Archive-name: ForthFaq/WhatIsForth
Last-modified: 30.Jan.93
Version: 1.2



What is Forth?


 ------------------------------------------------------------

 Philip J. Koopman Jr.
 United Technologies Research Center, East Hartford, CT

 This description is copyright 1993 by ACM, and was developed
 for the Second History of Programming Languages Conference
 (HOPL-II), Boston MA.

 Permission to copy without fee all or part of this material
 is granted, provided that the copies are not made or
 distributed for direct commercial advantage, the ACM
 copyright notice and the title of the publication and its
 data appear, and notice is given that copying is by
 permission of the Association for Computing Machinery.  To
 copy otherwise, or to republish, requires a fee and/or
 specific permission.

 ------------------------------------------------------------




                 A BRIEF INTRODUCTION TO FORTH
                 -----------------------------

      Forth is both an extensible language and an interactive
 program development methodology.  Originally developed for
 small embedded control mini- and micro-computers, Forth
 seems to have been implemented on every major processor
 manufactured.  It has been used in a wide variety of
 applications, including spreadsheets, expert systems, and
 multi-user databases.


 TWO-STACK ABSTRACT MACHINE

      At the most superficial level, Forth is a directly
 executable language for a stack-based abstract machine.  In
 its essential form, the Forth abstract machine has a program
 counter, memory, ALU, data evaluation pushdown stack, and
 subroutine return address pushdown stack.

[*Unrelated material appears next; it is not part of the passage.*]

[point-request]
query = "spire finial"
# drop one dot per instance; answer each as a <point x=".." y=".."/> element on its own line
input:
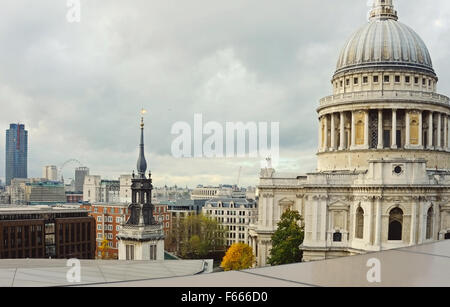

      Data evaluation in Forth is accomplished on the Data
 Stack using Reverse Polish Notation (RPN), also called
 postfix notation.  For example, the following sequence typed
 from the keyboard:

      3 4 +  5 *  .  __35 ok__

 interactively pushes the value 3 on the stack, pushes the
 value 4 on top of the 3, destructively adds 3 and 4 to get
 7, then multiplies by 5.  The . operation displays the
 single resultant top value on the stack, 35 (computer output
 is underlined).  "ok" is the Forth command prompt.
 Operations such as SWAP and DUP (duplicate) reorder and
 replicate the top few Data Stack elements.


 FACTORING

      At a deeper level, Forth programs use RPN not as an end
 in itself, but rather as a means to achieve simple syntax
 and flexible modularity.  Small, simple programs to perform
 complex functions are written by reusing common code
 sequences through a programming practice known as factoring.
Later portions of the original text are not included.